Wednesday, March 03, 2010

GOP BS about Reconciliation

Let's retire the notion being pushed like crack that using "reconciliation" to get what's been watered down to health care consumer protection passed through the U.S. Senate is something terribly, terribly unusual and sinister. The pushers, Republicans such as Sen. Orrin Hatch (R-Utah), should be ashamed of themselves for this naked effort to throw pixie dust at the public to protect their insurance industry patrons.

The facts of the matter are that reconciliation, a procedure created to bypass an arcane Senate practice to make sure, among other things, that the federal government has funds on which to legally operate, was first used in 1981 by the ... wait for it ... Republicans!
  • 17 of the 23 reconciliation bills signed into law, were enacted by Republican presidents;
  • If you have ever continued under your employer's health plan after you were laid off under "COBRA" benefits, that's due to the 1974 Consolidated Omnibus Budget Reconciliation Act;
  • Welfare reforms were passed in 1996 thanks to one Newton Leroy Gingrich (then R-Ga), in the the Personal Responsibility and Work Opportunity Reconciliation Act.
As to what reconciliation bypasses, it's called a filibuster, a maneuver not found nor based in the Constitution, to stop the Senate from even debating whether a law should be passed or voting on the law. The filibuster stops a 59% majority from approving a law.

Let's consider what 59% means.

Remember  Ronald Reagan's 1980 "landslide" electoral victory that made him president? He only got 50.7% of the votes cast. In contrast, Lyndon B. Johnson won 61% of the votes cast 1964 -- that was a real landslide.

Under the Senate's 60% supermajority rule needed to defeat a filibuster, neither Abraham Lincoln nor John F. Kennedy would have been elected. Nor would any president since Lyndon Johnson, including Barack Obama and both Bushes.
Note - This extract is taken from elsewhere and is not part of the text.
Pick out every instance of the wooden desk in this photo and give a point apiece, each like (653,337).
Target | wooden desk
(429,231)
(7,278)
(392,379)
The famously portrayed filibuster by actor Jimmy Stewart in the 1939 film  "Mr. Smith Comes to Washington" isn't even how filibusters occur today at all. There's no continuous talkathon, no drama at all and really no effort.

Last week, by one vote upholding a filibuster, that of Sen. Jim Bunning (R-Ky), the unemployment benefits of millions of people came to a crashing halt this past Sunday, just when the duration of joblessness is at an all-time-record.